Last week, the folks at SIPfoundry released the 4.0 version of their SIP server, sipXecs. I don’t hear a lot of talk about sipXecs so let me say a few things about it here:
* it’s a great SIP software proxy/registrar package, with an active development and support community
* It’s free.
* It has a distributed component software design, which optimizes HA configurations for clustering
* It has a very intuitive web console GUI, and it has a bootable CD with all software pre-loaded on it
* Great documentation wiki. For example, I had set up a working SIP trunk configuration in under five minutes.
This is not to take away from other high quality open source SIP server software projects like opensips, but I’ve been using and testing the previous version of sipXecs for a while now, and love this software. I’ve just started testing this exciting new 4.0 release. The most noticeable feature of this release is full sip trunking and remote worker support (far-end and near-end NAT traversal, and HA media anchoring). What this means is that you have a full solution for running your own SBC and SIP Proxy. The sipxbridge component of sipXecs is the SBC software component. With sipXecs and sipxbridge, you can set up a proof of concept service provider network in your home, set up an enterprise lab for interop testing and comparison to commercial SBC vendors, use the software for a security testing demo toolkit, or just use the solution to register your remote phones into your network, and place outbound calls. Great job and thanks to SIPfoundry for this work.

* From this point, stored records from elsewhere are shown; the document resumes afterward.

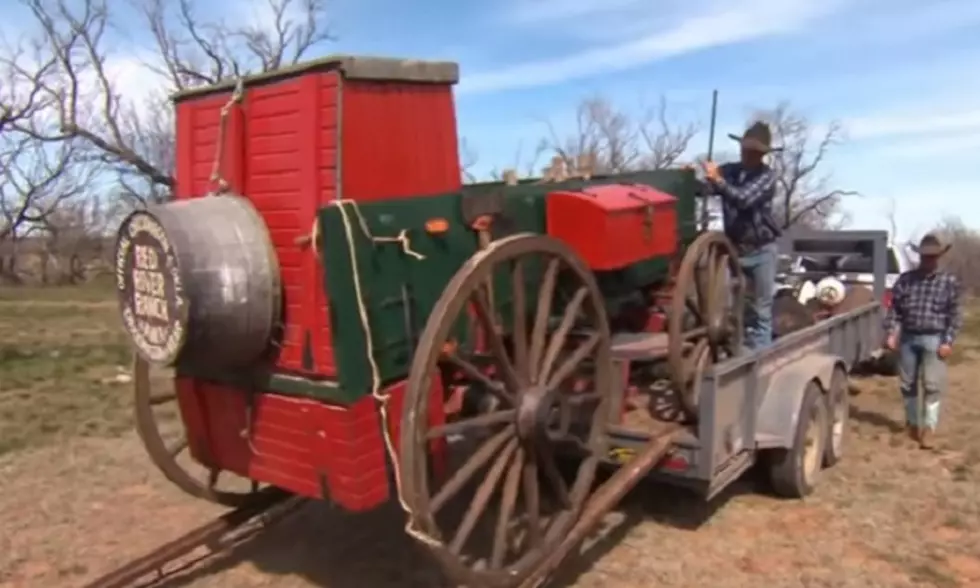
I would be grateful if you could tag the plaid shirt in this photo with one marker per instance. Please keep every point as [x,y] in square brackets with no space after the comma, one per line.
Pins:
[926,303]
[746,200]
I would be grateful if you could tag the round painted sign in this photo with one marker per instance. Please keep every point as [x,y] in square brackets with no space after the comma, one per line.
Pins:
[150,289]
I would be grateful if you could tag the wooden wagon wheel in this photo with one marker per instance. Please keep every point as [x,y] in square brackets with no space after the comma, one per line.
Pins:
[164,453]
[707,305]
[533,369]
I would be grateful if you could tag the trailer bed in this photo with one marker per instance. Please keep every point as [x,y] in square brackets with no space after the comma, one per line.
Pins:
[748,402]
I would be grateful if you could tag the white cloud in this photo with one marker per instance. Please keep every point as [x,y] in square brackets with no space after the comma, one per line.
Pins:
[929,119]
[721,24]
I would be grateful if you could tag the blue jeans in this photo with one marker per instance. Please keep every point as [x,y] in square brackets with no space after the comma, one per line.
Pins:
[760,267]
[918,355]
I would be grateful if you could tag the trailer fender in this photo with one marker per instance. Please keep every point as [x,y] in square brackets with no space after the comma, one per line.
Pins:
[780,408]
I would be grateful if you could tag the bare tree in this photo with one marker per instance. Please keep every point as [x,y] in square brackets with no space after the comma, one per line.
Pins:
[66,76]
[36,178]
[615,142]
[805,194]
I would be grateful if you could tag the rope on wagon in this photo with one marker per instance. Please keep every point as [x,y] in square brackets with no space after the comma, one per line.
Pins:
[380,397]
[217,177]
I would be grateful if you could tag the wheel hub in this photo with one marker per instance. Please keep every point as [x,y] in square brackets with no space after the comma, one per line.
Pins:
[535,409]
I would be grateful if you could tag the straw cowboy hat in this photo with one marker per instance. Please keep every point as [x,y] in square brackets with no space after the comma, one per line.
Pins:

A new version of the VoIP Hopper security assessment tool was released earlier this week, with Nortel VLAN Discovery support. VoIP Hopper is a free security assessment tool that supports VLAN Hopping – in essence, it mimicks the behavior of an IP phone for the Voice VLAN Discovery protocol or mechanism. Then it rapidly automates a VLAN Hop, tagging the DHCP request and all subsequent Voice traffic with the discovered Voice VLAN ID. Since most new VoIP deployments use the segmentation of discrete Voice VLANs for increasing QoS requirements, an attacker must sometimes first gain access into the Voice VLAN as a prerequisite vector, before running other VoIP exploits. VoIP Hopper enables a regular PC to become a member of the IP Phone VLAN. The tool is simple yet powerful, and has been used in many security assessments in the past. The new features of VoIP Hopper:
* Nortel Voice VLAN Discovery and VLAN Hop
* A new CDP Spoof mode for more rapid and automated VLAN Hop in a CDP network
* An integrated DHCP client
From the VoIP Hopper website, the next features planned for VoIP Hopper are LLDP-MED support and trunk port testing.
Finally, I recently used the SIPVicious tool in a remote VoIP security assessment, and it’s a very useful tool that any VoIP security professional should have. When you look at the business risk of toll fraud / service theft, this tool can be pretty valuable in enumerating vulnerabilities that can be a risk to your business in the form of remote attackers trying to gain unauthorized access to your VoIP network and placing unauthorized calls. As VoIP proliferates, we’ll see more usage of tools like this to conduct reconnaissance of open SIP services, valid users, and the brute forcing of subscriber/user passwords. On the proactive protection side, it’s also good to see folks contributing open source proof of concepts for mitigating this risk. Here is a “Simple Asterisk Based Toll Fraud Prevention Script”. If you use an active response firewall/IDS/IPS solution, you could actually detect the attempts to toll fraud/service theft attacks based on a signature, and have your VoIP IPS and/or firewall block the source IP address of the would-be attacker. It’s called a “Voice Toll-Fraud Intrusion Prevention System” (VTIPS) ;-). Good to see open source software progress in this direction.